The local focus is giving the presenting company the space to contemplate some big questions: What does it mean to develop work in your community? What does it mean to be part of a local, national and international arts community? What is the significance of presenting a festival in the context of a global climate crisis?

“I think we’re starting to see what it means to cultivate community locally and then how that art can play a part in a national and international conversation,” said Nicole Mion, the artistic director of Springboard.

Fluid Festival will feature four projects from artists who are inspired and impacted by living in Alberta, specifically in Calgary.
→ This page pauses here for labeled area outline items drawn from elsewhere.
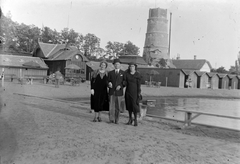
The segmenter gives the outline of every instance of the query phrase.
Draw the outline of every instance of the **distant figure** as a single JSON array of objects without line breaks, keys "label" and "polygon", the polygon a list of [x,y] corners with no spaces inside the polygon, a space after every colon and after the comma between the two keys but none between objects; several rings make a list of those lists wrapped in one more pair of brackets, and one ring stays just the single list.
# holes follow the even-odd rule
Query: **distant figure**
[{"label": "distant figure", "polygon": [[[134,121],[134,126],[137,126],[137,114],[140,112],[139,102],[142,99],[141,75],[137,72],[137,64],[133,62],[129,63],[129,68],[124,75],[124,85],[126,86],[126,109],[129,114],[129,121],[127,125],[132,125]],[[132,118],[132,113],[134,115],[134,119]]]},{"label": "distant figure", "polygon": [[61,77],[62,77],[61,72],[60,71],[56,71],[55,72],[55,87],[56,88],[59,88],[59,81],[60,81]]},{"label": "distant figure", "polygon": [[191,87],[192,87],[192,79],[191,79],[191,77],[189,77],[189,78],[187,79],[186,85],[187,85],[188,88],[191,88]]},{"label": "distant figure", "polygon": [[95,116],[93,122],[101,122],[101,111],[109,110],[107,62],[100,62],[99,70],[93,72],[91,79],[91,109]]},{"label": "distant figure", "polygon": [[108,74],[108,87],[110,96],[109,121],[118,124],[119,113],[121,110],[121,100],[123,98],[123,75],[124,71],[120,69],[119,59],[113,60],[114,70]]}]

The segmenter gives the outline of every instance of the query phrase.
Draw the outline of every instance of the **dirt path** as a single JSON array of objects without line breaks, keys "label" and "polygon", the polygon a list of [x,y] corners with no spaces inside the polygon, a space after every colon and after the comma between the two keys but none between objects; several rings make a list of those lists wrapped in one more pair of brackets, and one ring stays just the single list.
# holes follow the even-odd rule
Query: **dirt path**
[{"label": "dirt path", "polygon": [[[36,94],[43,92],[36,90]],[[26,93],[27,89],[16,87],[14,91]],[[103,114],[103,122],[94,123],[93,114],[79,104],[22,96],[8,90],[2,95],[7,104],[0,113],[2,163],[237,164],[240,161],[239,132],[203,126],[181,130],[180,123],[166,120],[142,121],[134,127],[125,125],[124,116],[115,125],[107,123],[107,114]]]}]

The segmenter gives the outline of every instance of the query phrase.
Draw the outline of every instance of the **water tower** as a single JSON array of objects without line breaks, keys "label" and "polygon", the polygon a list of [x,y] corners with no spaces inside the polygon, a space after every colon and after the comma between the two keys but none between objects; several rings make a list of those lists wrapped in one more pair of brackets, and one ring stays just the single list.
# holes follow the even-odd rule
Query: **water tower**
[{"label": "water tower", "polygon": [[164,61],[168,65],[170,61],[167,9],[149,10],[143,58],[154,66],[161,65]]}]

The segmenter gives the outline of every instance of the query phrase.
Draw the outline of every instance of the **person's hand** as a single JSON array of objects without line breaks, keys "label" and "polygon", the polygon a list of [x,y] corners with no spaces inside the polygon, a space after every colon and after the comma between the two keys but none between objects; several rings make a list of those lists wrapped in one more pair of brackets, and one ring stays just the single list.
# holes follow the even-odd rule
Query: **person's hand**
[{"label": "person's hand", "polygon": [[121,89],[121,86],[118,85],[117,88],[116,88],[116,90],[119,91],[120,89]]},{"label": "person's hand", "polygon": [[108,83],[108,87],[112,88],[112,83],[111,82]]},{"label": "person's hand", "polygon": [[94,89],[91,89],[91,94],[94,95]]}]

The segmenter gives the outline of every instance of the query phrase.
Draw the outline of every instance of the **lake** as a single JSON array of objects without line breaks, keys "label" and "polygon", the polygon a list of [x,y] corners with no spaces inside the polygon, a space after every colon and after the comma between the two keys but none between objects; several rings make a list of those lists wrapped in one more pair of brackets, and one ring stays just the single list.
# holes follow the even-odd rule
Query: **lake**
[{"label": "lake", "polygon": [[[151,97],[156,100],[155,107],[148,107],[147,114],[176,120],[184,120],[184,112],[175,109],[195,110],[219,115],[240,117],[239,99],[189,98],[189,97]],[[240,120],[200,115],[193,123],[213,125],[240,130]]]}]

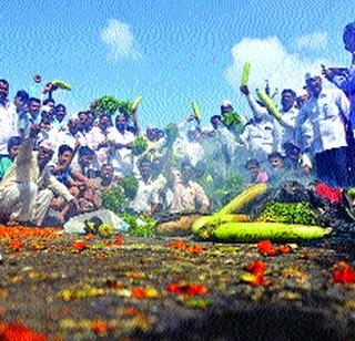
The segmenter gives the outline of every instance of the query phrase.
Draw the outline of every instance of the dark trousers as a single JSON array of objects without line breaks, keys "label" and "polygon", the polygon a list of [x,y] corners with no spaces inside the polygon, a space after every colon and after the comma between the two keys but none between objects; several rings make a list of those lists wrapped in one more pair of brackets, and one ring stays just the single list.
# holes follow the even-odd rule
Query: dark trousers
[{"label": "dark trousers", "polygon": [[315,154],[318,179],[332,187],[351,187],[349,157],[348,147]]}]

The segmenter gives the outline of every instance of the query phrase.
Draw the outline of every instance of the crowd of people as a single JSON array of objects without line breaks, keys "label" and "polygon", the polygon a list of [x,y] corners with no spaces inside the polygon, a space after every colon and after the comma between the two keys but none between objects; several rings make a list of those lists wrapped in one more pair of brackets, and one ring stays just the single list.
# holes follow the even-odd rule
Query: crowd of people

Three curators have joined Mion in bringing communities together for the festival.

Indigenous Joy is curated by AJ Kluck, the audience and marketing co-ordinator at Springboard Performance. A cabaret of short performances focusing on happiness, this showcase features Indigenous Queer artists.

“I wanted to be able to create a space to allow all these beautiful artists to just think and make work about things that make them happy, with the larger goal of showing our community that this expression of joy is an act of resistance,” said Kluck. “It’s really coming out as resistance against the idea of asking Indigenous people to only perform trauma.”

The second showcase, TrümmerDances, curated by Mion, focuses on societal collapse. It’s an invitation to listen as artists explore collapsing the past, present and future and deciding what’s best to leave behind and what to embrace. These works are informed by the changes due to COVID-19.

Jocelyn Mah curated the third showcase, entitled Synergy Set: A Music-Movement Cabaret, featuring musical and dance artists. The performances are all inspired by the term synergism, meaning the interaction or co-operation of two or more organizations, substances or other agents to produce a combined effect greater than the sum of their separate effects.

To close, Vogue Mapping, taking place online only, is a collaboration between Springboard Performance, Vogue YYC, the Calgary Institute for Humanities and the Calgary Atlas Project. Vogue Mapping is a unique collaborative project that is inspired by the Calgary Atlas Project’s A Queer Map: A Guide to LGBTQ+ History in Calgary.

In this presentation, audience members can explore a digital map of Calgary that depicts LGBTQ+ history, which is usually kept hidden in this city. The map contains 25 sites of importance and 16 site-specific dance performances: interpretations of the rich history, stories that are usually untold.

“We’re learning and recognizing these places of significance and viewing them with a contemporary lens. The body holds history; communities hold history in different kinds of ways,” said Mion.

“We’ve changed as a society. We have to recognize that. But we still need to be fed emotionally and spiritually by art, just on new terms. These new terms consider Black Lives Matter and consider the environment and consider the truth. The body tells the truth.”